Конечно, ничего тут уже не поделаешь, но все равно он пришел к тому, от чего и ушел, сделав спираль в 3,5 поворота и в той же самой точке сказал: «Нет, равнодушная природа будет красотою вечною сиять, а человечество обречено, потому что слепые останутся слепыми, а когда слепые ведут слепых…».
Слепота — это слепота. Человек, которого ослепили, чтобы тот прозрел. Глаза не есть орган зрения — это сознание. Не зря Бродский говорил: «Человек есть то, что он видит». У него есть такая максима. Он не может видеть всего. Зрение очень избирательно. В нем есть то, что мы не видим, а осознаем. Поэтому вот эта его слепота, она — слепота невидимая и видимая, но она слепота. Я хочу сказать, что Брейгель, конечно, один из самых, если не самый трагический, безысходный и безнадежный художник в мире. Я не могу поставить второго рядом, потому что греческая трагедия всегда катарсис. Царь Эдип шикарно вышел из положения, потому что восстановил через осознание гармоническую мировую ось. Он восстановил ее в себе. Когда Веронский герцог над горой трупов, имея со всех сторон Монтекки и Капулетти, произносит слова — это катарсис — это искупление, а здесь, как писал Окуджава: «искупления не будет». По Брейгелю мне очень трудно назвать рядом с ним настоящего художника такого класса (современные ни в счет), который бы так строил пространство и мог найти свой язык, свой мазок, свой цвет и пластику. Когда вы его узнаете, не будучи с ним знакомыми, то, если будь человек рефлексирующий — у него был бы высокий уровень. Не случайно его картины не были сожжены. По какой причине он хотел, чтобы его работы были сожжены? Зрячесть его была бы калекой и поэтому вы можете обо все этом забыть и рассматривать его работы с точки зрения цветовой выразительности, через цвет и свет. Так что мир за Нидерландами идти не мог — это была бы безвыходность. Мир должен быть за итальянцами. У них опера была. У них были такие живописцы, такой палладиум, архитектура, развитие. За ними шла литература и поэзия. Они создали карнавал. А в нем все: и жизнь, и смерть.

Маттиас Грюневальд
А вот такого художника как Маттиас Грюневальд, открыл 20-ый век. Как вы можете видеть, он был еще тот оптимист. Тоже симпатичная фигура. Я не могу особо останавливаться на его биографии, но могу сказать, что был такой мастер Маттиас, его полное имя мастер Маттиас фон Ашаффенбург. Микеланджело о нем пишет, он был с ним в близости. Маттиас сам называл себя Грюневальдом. Он сам спрятал себя под псевдоним и под этим псевдонимом создал «Изенгеймский алтарь» для монастыря в Изенгейме. В 1916 году было сделано исследование. Правда сам алтарь был растащен по музеям, но автор, мастер этого алтаря был отожествлен. Тем более, что о нем писал Дюрер. Голова путалась у всех, никто не мог понять, кто это такой.
«Изенгеймский алтарь»
Грюневальда подделывали, делали копии. Он был художником не похожим ни на кого вообще. Ни на одного из своих современников. Ни на одного из своих последователей. Он написал несколько распятий. В том числе распятие в «Изенгеймском алтаре». Совершенно уникальное, сколоченное из простых деревянных бревен, еле отструганных. К ним прибита доска и вы видите прибитое тело.
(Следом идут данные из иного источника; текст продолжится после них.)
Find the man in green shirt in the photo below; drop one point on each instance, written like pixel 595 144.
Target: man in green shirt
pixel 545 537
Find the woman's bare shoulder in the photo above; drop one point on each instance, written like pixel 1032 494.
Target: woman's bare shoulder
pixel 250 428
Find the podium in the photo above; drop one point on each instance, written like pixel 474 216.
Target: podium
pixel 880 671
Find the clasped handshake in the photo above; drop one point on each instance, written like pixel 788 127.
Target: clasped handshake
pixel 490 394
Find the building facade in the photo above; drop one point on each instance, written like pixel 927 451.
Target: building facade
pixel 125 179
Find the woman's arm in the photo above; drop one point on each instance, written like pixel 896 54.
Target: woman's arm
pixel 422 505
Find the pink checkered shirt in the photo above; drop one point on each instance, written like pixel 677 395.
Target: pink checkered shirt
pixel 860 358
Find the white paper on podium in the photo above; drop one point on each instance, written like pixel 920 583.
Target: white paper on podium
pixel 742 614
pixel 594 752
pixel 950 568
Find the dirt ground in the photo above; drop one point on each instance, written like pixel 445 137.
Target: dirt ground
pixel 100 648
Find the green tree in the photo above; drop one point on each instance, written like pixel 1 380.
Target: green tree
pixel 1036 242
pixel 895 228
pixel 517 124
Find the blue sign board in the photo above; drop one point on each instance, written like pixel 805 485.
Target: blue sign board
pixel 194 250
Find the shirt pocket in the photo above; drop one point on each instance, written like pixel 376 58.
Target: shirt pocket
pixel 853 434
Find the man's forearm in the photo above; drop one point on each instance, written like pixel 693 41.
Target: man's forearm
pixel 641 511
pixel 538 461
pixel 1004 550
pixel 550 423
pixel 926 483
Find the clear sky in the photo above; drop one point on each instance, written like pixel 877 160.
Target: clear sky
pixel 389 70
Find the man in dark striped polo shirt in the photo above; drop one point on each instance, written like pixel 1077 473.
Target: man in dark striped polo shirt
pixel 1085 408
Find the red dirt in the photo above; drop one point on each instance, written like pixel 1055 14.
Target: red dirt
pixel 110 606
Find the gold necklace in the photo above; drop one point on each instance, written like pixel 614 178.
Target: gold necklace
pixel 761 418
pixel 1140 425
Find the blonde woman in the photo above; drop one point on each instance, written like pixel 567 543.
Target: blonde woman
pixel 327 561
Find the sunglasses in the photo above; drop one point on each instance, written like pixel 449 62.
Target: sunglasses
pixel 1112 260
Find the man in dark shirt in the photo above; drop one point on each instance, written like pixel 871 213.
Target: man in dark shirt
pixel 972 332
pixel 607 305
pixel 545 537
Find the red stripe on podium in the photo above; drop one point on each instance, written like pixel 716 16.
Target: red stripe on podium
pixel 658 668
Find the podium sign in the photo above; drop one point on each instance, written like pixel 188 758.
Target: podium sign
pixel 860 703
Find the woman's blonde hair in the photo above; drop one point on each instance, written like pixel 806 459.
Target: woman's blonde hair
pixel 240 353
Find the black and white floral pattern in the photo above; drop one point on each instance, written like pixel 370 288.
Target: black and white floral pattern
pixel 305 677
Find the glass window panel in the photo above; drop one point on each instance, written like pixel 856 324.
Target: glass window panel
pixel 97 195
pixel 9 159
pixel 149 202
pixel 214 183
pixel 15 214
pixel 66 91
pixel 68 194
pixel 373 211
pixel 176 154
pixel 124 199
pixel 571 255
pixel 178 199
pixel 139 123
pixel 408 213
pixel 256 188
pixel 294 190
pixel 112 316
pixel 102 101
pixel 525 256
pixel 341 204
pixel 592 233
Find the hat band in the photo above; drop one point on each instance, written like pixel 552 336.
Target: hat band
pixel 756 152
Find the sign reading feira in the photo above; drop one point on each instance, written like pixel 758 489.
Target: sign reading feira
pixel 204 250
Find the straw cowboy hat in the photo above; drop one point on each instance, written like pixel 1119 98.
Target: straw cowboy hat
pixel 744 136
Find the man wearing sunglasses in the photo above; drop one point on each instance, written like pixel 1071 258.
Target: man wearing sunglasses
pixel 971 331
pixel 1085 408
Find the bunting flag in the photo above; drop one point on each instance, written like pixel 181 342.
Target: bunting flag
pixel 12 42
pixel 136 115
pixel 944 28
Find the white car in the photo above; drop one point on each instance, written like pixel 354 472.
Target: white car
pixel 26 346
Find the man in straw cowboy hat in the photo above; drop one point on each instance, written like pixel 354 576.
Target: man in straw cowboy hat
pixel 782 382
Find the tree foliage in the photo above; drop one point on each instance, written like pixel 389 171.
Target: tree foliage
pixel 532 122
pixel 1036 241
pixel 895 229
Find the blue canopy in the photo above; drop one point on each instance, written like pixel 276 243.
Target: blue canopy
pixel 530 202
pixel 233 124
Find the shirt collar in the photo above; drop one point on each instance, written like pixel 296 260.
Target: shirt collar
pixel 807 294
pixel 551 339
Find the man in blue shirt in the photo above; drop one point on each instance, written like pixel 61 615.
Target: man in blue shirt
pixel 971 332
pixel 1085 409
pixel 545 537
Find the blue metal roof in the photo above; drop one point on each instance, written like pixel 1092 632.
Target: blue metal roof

Посмотрите на пальцы — они кажутся обнаженными нервами. Вся картина написана абсолютно на предельном напряжении истощенной нервной системы, на последнем напряжении истощения. Истоки этой стилистики входят не в Античность, как у всех а в витражную готику. Он пользуется черным фоном и цвет кладет так, чтобы он смотрелся как витражный свет. Этот витражный алый, витражный белый, витражный алый другой, необыкновенно написанный. И вся картина, и каждая из фигур находится в состоянии фантастического перенапряжения. Если вы посмотрите чему равны объемы этих фигур, то увидите, что они хрупки до невозможности. Какой хрупкой написана Мария и Иоанн — это знак их тленности и их ломкости, такого невероятного страдания. Они истощены. Иоанн поддерживающий Богородицу. Это алое и белое, сведенные глаза, ее маленькое личико, только одни щеки. Пальцы. Опять пальцы поставлены так, как будто это вопиют обнаженные нервы. Кровь струится из каждой поры. Каждая мышца подчеркнуто втянута и изучена, истерзана, вопиющая от страдания человеческая плоть.